- Location: Northern Administration District, Saskatchewan
- Coordinates: 59°37′01″N 108°32′03″W﻿ / ﻿59.61694°N 108.53417°W
- Part of: Mackenzie River drainage basin
- Primary inflows: Fredette River
- River sources: Canadian Shield
- Primary outflows: Fredette River
- Basin countries: Canada
- Surface area: 567.4 ha (1,402 acres)
- Max. depth: 38.1 m (125 ft)
- Shore length^{1}: 26 km (16 mi)
- Surface elevation: 318 m (1,043 ft)
- Islands: Dewar Island;
- Settlements: None

= Fredette Lake =

Lake in Saskatchewan, Canada

Fredette Lake is a remote northern lake in the Canadian province of Saskatchewan. It is along the course of Fredette River, about 6.5 km north-east of Uranium City. Uranium City sits at the mouth of Fredette River on Martin Lake. Fredette Lake has several islands, the largest of which is Dewar Island.
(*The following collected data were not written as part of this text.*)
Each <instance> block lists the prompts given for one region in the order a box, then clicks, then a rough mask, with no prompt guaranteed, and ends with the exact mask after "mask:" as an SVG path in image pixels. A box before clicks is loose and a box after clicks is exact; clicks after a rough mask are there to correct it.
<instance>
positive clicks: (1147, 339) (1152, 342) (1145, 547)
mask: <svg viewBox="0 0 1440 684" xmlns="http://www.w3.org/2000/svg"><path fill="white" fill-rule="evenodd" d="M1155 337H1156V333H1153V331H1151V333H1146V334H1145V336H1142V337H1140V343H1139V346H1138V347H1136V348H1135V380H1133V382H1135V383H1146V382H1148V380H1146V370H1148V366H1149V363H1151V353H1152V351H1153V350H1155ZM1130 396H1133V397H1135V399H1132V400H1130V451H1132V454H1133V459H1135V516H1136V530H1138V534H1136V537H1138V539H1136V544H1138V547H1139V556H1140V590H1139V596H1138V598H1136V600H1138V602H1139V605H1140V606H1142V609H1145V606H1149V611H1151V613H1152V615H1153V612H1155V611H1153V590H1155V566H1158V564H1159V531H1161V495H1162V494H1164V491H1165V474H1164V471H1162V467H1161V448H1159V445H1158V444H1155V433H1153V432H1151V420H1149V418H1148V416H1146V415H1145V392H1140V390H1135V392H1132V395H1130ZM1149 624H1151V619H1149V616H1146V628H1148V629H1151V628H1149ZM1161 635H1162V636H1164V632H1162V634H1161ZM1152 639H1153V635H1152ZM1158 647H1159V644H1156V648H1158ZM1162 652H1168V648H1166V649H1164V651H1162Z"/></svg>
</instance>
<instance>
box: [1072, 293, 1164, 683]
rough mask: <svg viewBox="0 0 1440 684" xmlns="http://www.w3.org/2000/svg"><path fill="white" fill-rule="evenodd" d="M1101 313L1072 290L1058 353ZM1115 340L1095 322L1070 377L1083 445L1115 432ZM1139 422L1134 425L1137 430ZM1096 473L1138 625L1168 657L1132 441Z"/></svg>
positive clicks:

Dewar Island is named after Francis Irving Dewar.

Since all of the northern mining operations are downstream of Fredette Lake, it is commonly used as a reference site to determine normal background levels when studying other surrounding areas near Uranium City.

== Fish species ==
Fish commonly found in Fredette Lake include lake trout and lake whitefish.